Apnea was defined as the complete cessation of airflow and hypopnea as a clear decrease in airflow of 50% lasting ≥ 10 s accompanied by a decrease in SpO2 ≥ 3% and/or associated with arousal.27 All AHI values were expressed as the number of episodes of apnea and hypopnea per hour over the total sleep time. The lowest SpO2 during sleep was calculated in each patient.

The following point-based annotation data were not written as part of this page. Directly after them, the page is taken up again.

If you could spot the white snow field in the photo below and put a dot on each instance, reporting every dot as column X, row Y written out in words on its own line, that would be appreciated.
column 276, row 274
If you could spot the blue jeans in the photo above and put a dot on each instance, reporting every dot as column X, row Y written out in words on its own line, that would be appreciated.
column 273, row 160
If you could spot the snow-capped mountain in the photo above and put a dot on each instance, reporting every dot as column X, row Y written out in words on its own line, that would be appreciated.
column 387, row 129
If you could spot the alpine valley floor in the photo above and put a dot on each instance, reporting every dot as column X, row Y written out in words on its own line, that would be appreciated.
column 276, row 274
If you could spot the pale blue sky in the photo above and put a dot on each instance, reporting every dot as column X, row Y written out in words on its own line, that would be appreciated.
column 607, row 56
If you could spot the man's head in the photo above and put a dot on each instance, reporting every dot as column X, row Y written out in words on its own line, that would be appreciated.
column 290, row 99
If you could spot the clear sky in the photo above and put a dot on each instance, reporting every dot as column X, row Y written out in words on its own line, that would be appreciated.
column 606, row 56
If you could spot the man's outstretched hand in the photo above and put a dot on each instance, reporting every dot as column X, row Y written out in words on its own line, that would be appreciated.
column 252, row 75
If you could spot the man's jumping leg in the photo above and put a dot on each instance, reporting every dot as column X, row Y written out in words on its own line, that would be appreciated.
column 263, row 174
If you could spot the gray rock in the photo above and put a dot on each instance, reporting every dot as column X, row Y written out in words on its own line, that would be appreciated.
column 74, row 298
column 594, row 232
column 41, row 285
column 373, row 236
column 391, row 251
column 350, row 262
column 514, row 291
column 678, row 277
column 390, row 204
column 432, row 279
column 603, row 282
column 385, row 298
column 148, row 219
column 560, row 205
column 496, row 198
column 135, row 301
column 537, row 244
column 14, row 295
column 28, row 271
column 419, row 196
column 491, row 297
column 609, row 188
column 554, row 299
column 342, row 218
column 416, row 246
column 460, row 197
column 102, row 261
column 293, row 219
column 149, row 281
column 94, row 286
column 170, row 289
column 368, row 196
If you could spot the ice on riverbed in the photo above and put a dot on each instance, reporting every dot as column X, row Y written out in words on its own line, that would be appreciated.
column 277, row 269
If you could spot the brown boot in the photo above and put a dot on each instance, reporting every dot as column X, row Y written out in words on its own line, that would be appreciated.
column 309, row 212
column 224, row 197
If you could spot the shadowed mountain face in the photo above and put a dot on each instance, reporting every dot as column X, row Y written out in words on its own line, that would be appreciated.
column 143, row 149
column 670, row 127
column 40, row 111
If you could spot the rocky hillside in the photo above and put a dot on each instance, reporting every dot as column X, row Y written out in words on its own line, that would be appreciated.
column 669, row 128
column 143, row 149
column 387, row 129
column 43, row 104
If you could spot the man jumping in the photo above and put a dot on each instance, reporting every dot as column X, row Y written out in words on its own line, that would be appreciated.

Measurements of Blood Samples
While fasting and 30, 60, 90, and 120 min after a meal, glucose, insulin, leptin, AG, and DAG were measured. Blood samples for determination of AG and DAG concentrations were collected into chilled polypropylene tubes containing EDTA-2Na (1 mg/mL) and aprotinin (Ohkura Pharmaceutical, Inc., Kyoto, Japan: 500 kallikrein inactivator U/mL), and centrifuged. Then, the separated plasma sample was immediately added to 1N HCl (10% of plasma volume) and stored at −80°C until analysis. Ghrelin levels were measured with a fluorescence enzyme immunoassay (FEIA; Tosoh Corp. Tokyo, Japan) that was used in a previous report.28 The minimal detection limits for AG and DAG in this assay system were 2.5 fmol/mL and 10 fmol/mL, respectively. The interassay coefficients of variation were 2.9% and 3.1% for AG and DAG, respectively.28 Serum leptin was measured by radioimmunoassay (Mitsubishi Kagaku Bio-Clinical Laboratories, Inc., Tokyo, Japan). The intra- and interassay coefficients of variation were 4.8% and 8.3%, respectively. All other assays, excluding those for plasma ghrelin and serum leptin, were performed by the biochemistry department at Kyoto University Hospital using standard techniques.29 Hypertension was defined as systolic blood pressure ≥ 140 mm Hg or diastolic blood pressure ≥ 90 mm Hg or the use of an antihypertensive medication. Dyslipidemia was defined as serum low-density lipoprotein cholesterol (LDL-C) ≥ 140 mg/dL, high-density lipoprotein cholesterol (HDL-C) < 40 mg/dL or triglycerides (TG) ≥ 150 mg/dL30 or the use of an antilipidemic medication.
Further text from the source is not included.